285-10 Need Help To Understand Below Code

Screen Link: https://app.dataquest.io/m/285/frequency-distributions/10/readability-for-grouped-frequency-tables

Code: gr_freq_table_10 = pd.Series([0 for _ in range(10)], index = intervals)

What I expected to happen: The first class interval starts at 0 (not included).

Need explanation of this code. How does it ensure that 0 is not included in the first class interval.

The inclusion/exclusion of 0 in the first interval isn’t defined in the line of code that you posted. It is defined in the definition of intervals:

intervals = pd.interval_range(start = 0, end = 600, freq = 100)

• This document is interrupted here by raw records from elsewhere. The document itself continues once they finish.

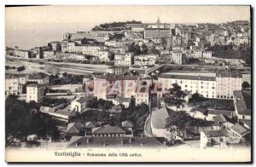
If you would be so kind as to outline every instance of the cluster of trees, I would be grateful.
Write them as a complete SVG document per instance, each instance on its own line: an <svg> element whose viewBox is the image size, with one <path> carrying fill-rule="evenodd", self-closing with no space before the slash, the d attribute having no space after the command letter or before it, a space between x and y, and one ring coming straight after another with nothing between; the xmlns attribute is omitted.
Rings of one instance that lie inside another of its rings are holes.
<svg viewBox="0 0 256 167"><path fill-rule="evenodd" d="M62 77L59 75L49 76L49 84L79 84L83 83L83 75L75 75L64 72Z"/></svg>
<svg viewBox="0 0 256 167"><path fill-rule="evenodd" d="M133 52L135 55L138 55L141 54L148 54L148 49L146 44L142 45L142 49L138 44L135 44L135 43L131 43L128 46L128 51L129 52Z"/></svg>
<svg viewBox="0 0 256 167"><path fill-rule="evenodd" d="M251 85L250 85L250 84L248 82L244 81L241 84L241 88L242 88L242 89L251 89Z"/></svg>
<svg viewBox="0 0 256 167"><path fill-rule="evenodd" d="M60 104L66 104L68 102L67 99L61 98L61 99L52 99L49 97L43 97L40 101L40 104L44 107L55 107Z"/></svg>
<svg viewBox="0 0 256 167"><path fill-rule="evenodd" d="M113 106L112 101L105 101L103 99L97 100L96 98L93 98L87 102L87 107L105 111L111 109Z"/></svg>
<svg viewBox="0 0 256 167"><path fill-rule="evenodd" d="M179 111L173 112L171 117L166 118L166 128L170 130L177 130L178 135L186 137L188 130L196 127L198 134L200 127L207 126L211 124L212 122L193 118L185 111Z"/></svg>
<svg viewBox="0 0 256 167"><path fill-rule="evenodd" d="M102 99L93 99L88 102L87 106L87 107L91 107L93 109L78 115L73 121L83 123L93 121L101 122L102 124L108 124L121 126L123 121L130 120L134 124L136 133L140 133L143 130L146 118L149 114L148 105L142 104L136 106L135 99L131 98L128 108L124 108L122 106L123 108L120 113L110 114L108 110L111 109L113 107L113 105L111 101L107 101Z"/></svg>
<svg viewBox="0 0 256 167"><path fill-rule="evenodd" d="M19 101L18 96L9 95L5 101L5 145L9 146L14 139L26 140L28 135L36 134L46 139L56 140L59 131L56 121L50 116L38 112L38 103Z"/></svg>

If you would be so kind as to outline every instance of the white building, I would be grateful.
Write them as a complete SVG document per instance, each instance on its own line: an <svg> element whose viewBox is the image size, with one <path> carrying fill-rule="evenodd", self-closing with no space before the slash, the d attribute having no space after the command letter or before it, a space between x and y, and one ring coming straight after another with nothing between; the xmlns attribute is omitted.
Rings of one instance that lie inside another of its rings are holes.
<svg viewBox="0 0 256 167"><path fill-rule="evenodd" d="M251 91L250 90L237 90L234 91L234 104L236 115L238 117L238 121L251 120L252 104L251 104Z"/></svg>
<svg viewBox="0 0 256 167"><path fill-rule="evenodd" d="M38 102L44 96L44 88L41 84L31 84L26 86L26 102Z"/></svg>
<svg viewBox="0 0 256 167"><path fill-rule="evenodd" d="M131 66L133 64L134 54L127 52L114 55L114 66Z"/></svg>
<svg viewBox="0 0 256 167"><path fill-rule="evenodd" d="M215 77L163 74L158 78L158 84L165 89L171 89L172 84L177 84L182 90L198 93L206 98L216 98Z"/></svg>
<svg viewBox="0 0 256 167"><path fill-rule="evenodd" d="M241 90L241 74L216 73L217 98L233 99L233 91Z"/></svg>
<svg viewBox="0 0 256 167"><path fill-rule="evenodd" d="M212 51L203 51L203 58L212 59Z"/></svg>
<svg viewBox="0 0 256 167"><path fill-rule="evenodd" d="M175 64L182 65L185 63L185 56L182 51L173 51L171 53L172 62Z"/></svg>
<svg viewBox="0 0 256 167"><path fill-rule="evenodd" d="M100 60L109 60L111 53L108 50L99 51L98 57Z"/></svg>
<svg viewBox="0 0 256 167"><path fill-rule="evenodd" d="M140 55L134 56L134 65L137 66L149 66L154 65L158 59L158 55Z"/></svg>
<svg viewBox="0 0 256 167"><path fill-rule="evenodd" d="M107 68L108 73L112 73L114 75L123 74L125 72L128 72L129 68L127 66L110 66Z"/></svg>

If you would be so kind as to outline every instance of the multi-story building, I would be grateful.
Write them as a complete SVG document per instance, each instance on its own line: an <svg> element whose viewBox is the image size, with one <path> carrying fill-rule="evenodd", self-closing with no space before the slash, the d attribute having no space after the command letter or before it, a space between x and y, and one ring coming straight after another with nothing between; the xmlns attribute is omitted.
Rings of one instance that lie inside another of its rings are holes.
<svg viewBox="0 0 256 167"><path fill-rule="evenodd" d="M137 89L135 94L136 105L142 103L149 105L149 91L147 91L147 89L142 88L141 89Z"/></svg>
<svg viewBox="0 0 256 167"><path fill-rule="evenodd" d="M22 89L19 84L19 77L15 75L5 76L5 94L6 95L19 95Z"/></svg>
<svg viewBox="0 0 256 167"><path fill-rule="evenodd" d="M110 57L110 51L109 50L101 50L99 51L98 57L99 60L109 60Z"/></svg>
<svg viewBox="0 0 256 167"><path fill-rule="evenodd" d="M182 65L185 63L185 55L182 51L172 51L171 53L172 62Z"/></svg>
<svg viewBox="0 0 256 167"><path fill-rule="evenodd" d="M51 42L50 45L51 45L51 49L53 51L59 52L61 50L61 42L58 42L58 41Z"/></svg>
<svg viewBox="0 0 256 167"><path fill-rule="evenodd" d="M238 123L251 121L252 95L251 90L234 91L234 104Z"/></svg>
<svg viewBox="0 0 256 167"><path fill-rule="evenodd" d="M49 76L43 72L30 74L28 76L28 82L37 82L38 84L48 84Z"/></svg>
<svg viewBox="0 0 256 167"><path fill-rule="evenodd" d="M100 45L84 45L83 54L98 56L100 50L102 50L104 49L104 47Z"/></svg>
<svg viewBox="0 0 256 167"><path fill-rule="evenodd" d="M212 59L212 51L203 51L203 58Z"/></svg>
<svg viewBox="0 0 256 167"><path fill-rule="evenodd" d="M77 60L86 60L86 55L77 55Z"/></svg>
<svg viewBox="0 0 256 167"><path fill-rule="evenodd" d="M44 97L44 87L42 84L30 84L26 85L26 102L38 102Z"/></svg>
<svg viewBox="0 0 256 167"><path fill-rule="evenodd" d="M123 74L125 72L128 72L129 68L127 66L110 66L107 68L107 72L114 74L114 75L119 75Z"/></svg>
<svg viewBox="0 0 256 167"><path fill-rule="evenodd" d="M20 58L28 59L29 58L29 51L28 50L23 50L23 49L15 49L15 55L17 55Z"/></svg>
<svg viewBox="0 0 256 167"><path fill-rule="evenodd" d="M158 59L158 55L140 55L134 56L134 65L137 66L149 66L154 65Z"/></svg>
<svg viewBox="0 0 256 167"><path fill-rule="evenodd" d="M154 38L154 37L171 37L172 32L169 28L145 28L144 38Z"/></svg>
<svg viewBox="0 0 256 167"><path fill-rule="evenodd" d="M233 91L241 90L241 74L216 73L217 98L233 99Z"/></svg>
<svg viewBox="0 0 256 167"><path fill-rule="evenodd" d="M134 54L131 52L114 55L114 66L131 66L133 61Z"/></svg>
<svg viewBox="0 0 256 167"><path fill-rule="evenodd" d="M216 78L206 76L186 76L163 74L158 78L158 84L163 90L177 84L182 90L198 93L206 98L216 98Z"/></svg>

The function pandas.interval_range returns a list (not a Python list, but a list-like object) of intervals.

Let’s read from the documentation:

Notice that the closed parameter is, by default, right, which means that the intervals are open on the left-end-point and closed on the right-end-point. That’s why 0 (which is the lowest of values in any interval) is not included; it is the left-end-point of the first interval.

I hope this helps.

Got it. Thanks.
But then I need to know what the _ means in the below code. Is it like i in the code
for i in range(10)?

Exactly! The variable name _ is used when you don’t care about the actual variable.

In this example we want to create a list with ten elements all of which are zero. To this end, it doesn’t really matter if we use i or not, both [0 for i in range(10)] and [0 for _ in range(10)] work, because the expression 0 doesn’t use the variable at all.

In these situations, by convention, we usually use _. Technically it is not necessary, it’s just a Python-community’s agreement to use _ when we don’t care about the variable.

1 Like

Thanks for the clarification @Bruno.

1 Like

@Bruno, why do we need to .loc here for the series within the for loop? I thought we could use the shorthand of dropping the .loc for referring to a single item from a series, but I run into an error when I drop it.

for value in points:
for interval in intervals:
    if value in interval:
        new_series**.loc**[interval] += 1
        break

Hey, Alex.

Please ask this in a new post, your question is completely different from the one asked here.